Charles Simeon, the father of Anglican evangelicalism, was called a Calvinist, but disliked the name and referred to himself, as  “a moderate Calvinist” or “a Bible Christian.” He was born in 1759 and died in 1836. Appointed vicar of Holy Trinity Cambridge at age 23, he also became a fellow of King’s College, Cambridge. His remarkable perseverance at Holy Trinity Cambridge is a story worth reading, and I have often valued the example of his determination to let Christ continue to revise his character–even into old age.

You can read more about Charles Simeon in a biography written by H.C.G. Moule, himself an Anglican of repute, at googlebooks .

The following dialogue recorded between Simeon and well-known Arminian John Wesley is one of my favorite commentaries on Calvinism vs. Arminianism.

[Simeon:] Sir, I understand that you are called an Arminian; and I have been sometimes called a Calvinist; and therefore I suppose we are to draw daggers. But before I consent to begin the combat, with your permission I will ask you a few questions. Pray, Sir, do you feel yourself a depraved creature, so depraved that you would never have thought of turning to God, if God had not first put it into your heart?

[Wesley:] Yes, I do indeed.

[S:] And do you utterly despair of recommending yourself to God by anything you can do; and look for salvation solely through the blood and righteousness of Christ?

[W:] Yes, solely through Christ.

[S:] But, Sir, supposing you were at first saved by Christ, are you not somehow or other to save yourself afterwards by your own works?

[W:] No, I must be saved by Christ from first to last.
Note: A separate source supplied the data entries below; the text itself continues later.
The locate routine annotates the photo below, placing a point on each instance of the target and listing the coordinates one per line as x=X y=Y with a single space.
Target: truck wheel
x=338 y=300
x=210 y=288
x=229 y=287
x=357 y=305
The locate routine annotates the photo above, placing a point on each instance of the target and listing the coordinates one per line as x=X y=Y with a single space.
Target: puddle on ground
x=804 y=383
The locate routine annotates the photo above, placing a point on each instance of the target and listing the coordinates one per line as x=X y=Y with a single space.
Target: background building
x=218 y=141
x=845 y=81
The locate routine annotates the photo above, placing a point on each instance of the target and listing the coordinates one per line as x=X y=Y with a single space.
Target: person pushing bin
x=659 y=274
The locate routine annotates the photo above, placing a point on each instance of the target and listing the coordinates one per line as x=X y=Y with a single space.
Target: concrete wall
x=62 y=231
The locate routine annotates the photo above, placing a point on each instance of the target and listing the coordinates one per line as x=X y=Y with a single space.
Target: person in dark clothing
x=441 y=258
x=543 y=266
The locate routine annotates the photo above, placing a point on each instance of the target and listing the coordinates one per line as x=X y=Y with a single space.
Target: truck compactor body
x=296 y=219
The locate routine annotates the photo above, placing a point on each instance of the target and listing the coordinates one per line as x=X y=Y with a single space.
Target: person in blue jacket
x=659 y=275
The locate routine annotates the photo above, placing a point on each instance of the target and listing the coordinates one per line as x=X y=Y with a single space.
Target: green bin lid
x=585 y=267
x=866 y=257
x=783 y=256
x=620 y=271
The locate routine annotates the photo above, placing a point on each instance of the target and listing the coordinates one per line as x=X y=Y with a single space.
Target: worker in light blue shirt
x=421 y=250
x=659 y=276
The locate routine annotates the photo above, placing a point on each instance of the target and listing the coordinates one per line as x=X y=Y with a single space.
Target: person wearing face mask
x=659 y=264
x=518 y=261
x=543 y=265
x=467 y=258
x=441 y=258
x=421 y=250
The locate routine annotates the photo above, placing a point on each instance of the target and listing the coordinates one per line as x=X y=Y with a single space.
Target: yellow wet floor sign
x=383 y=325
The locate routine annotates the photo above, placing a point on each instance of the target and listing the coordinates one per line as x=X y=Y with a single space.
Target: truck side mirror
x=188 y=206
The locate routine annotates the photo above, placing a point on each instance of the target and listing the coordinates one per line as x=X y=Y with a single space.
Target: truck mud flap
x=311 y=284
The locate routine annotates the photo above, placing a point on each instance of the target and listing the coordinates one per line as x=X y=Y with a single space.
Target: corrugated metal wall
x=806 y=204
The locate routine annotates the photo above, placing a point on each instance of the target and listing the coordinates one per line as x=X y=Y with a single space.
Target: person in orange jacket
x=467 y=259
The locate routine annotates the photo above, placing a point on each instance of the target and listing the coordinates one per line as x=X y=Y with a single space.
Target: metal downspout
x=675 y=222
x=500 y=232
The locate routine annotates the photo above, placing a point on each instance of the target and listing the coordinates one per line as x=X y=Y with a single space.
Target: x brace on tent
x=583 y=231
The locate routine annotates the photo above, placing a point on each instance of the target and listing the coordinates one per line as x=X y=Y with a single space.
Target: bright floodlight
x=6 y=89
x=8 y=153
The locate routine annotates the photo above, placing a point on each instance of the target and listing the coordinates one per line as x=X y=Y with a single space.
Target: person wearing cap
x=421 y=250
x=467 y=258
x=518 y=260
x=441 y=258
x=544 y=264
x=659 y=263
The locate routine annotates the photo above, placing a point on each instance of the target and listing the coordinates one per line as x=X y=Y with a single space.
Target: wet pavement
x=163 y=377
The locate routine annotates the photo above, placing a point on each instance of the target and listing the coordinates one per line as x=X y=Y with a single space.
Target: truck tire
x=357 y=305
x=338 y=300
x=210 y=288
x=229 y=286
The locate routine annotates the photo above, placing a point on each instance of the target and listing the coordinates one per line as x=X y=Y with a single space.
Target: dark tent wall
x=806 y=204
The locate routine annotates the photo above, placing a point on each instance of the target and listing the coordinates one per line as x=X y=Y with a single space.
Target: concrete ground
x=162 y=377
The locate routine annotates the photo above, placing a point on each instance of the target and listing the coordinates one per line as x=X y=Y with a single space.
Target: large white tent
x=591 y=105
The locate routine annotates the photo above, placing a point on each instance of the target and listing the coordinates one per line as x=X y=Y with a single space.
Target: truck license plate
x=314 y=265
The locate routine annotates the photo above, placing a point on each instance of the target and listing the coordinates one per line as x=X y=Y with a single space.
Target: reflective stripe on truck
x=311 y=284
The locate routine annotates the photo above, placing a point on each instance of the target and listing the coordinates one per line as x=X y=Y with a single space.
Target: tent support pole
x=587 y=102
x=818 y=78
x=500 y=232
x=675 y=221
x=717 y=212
[S:] Allowing, then, that you were first turned by the grace of God, are you not in some way or other to keep yourself by your own power?

[W:] No.

[S:] What then, are you to be upheld every hour and every moment by God, as much as an infant in its mother’s arms?

[W:] Yes, altogether.

[S:] And is all your hope in the grace and mercy of God to preserve you unto His heavenly kingdom?

[W:] Yes, I have no hope but in Him.

[S:] Then, Sir, with your leave I will put up my dagger again; for this is all my Calvinism; this is my election, my justification by faith, my final perseverance: it is in substance all that I hold, and as I hold it; and therefore, if you please, instead of searching out terms and phrases to be a ground of contention between us, we will cordially unite in those things wherein we agree. (from H.C.G. Moule. Charles Simeon: Biography of a Sane Saint. London: InterVarsity Press, 1948, pp. 79-80.)

We would do well to likewise find common ground rather than entrenching ourselves in foxholes of peripheral issues.

I should also mention that the 21-volume lifework by Simeon titled Horae Homileticae is available at a fraction of the cost you would pay for the hard copy edition–that is if you can even find it–over at Logos.com.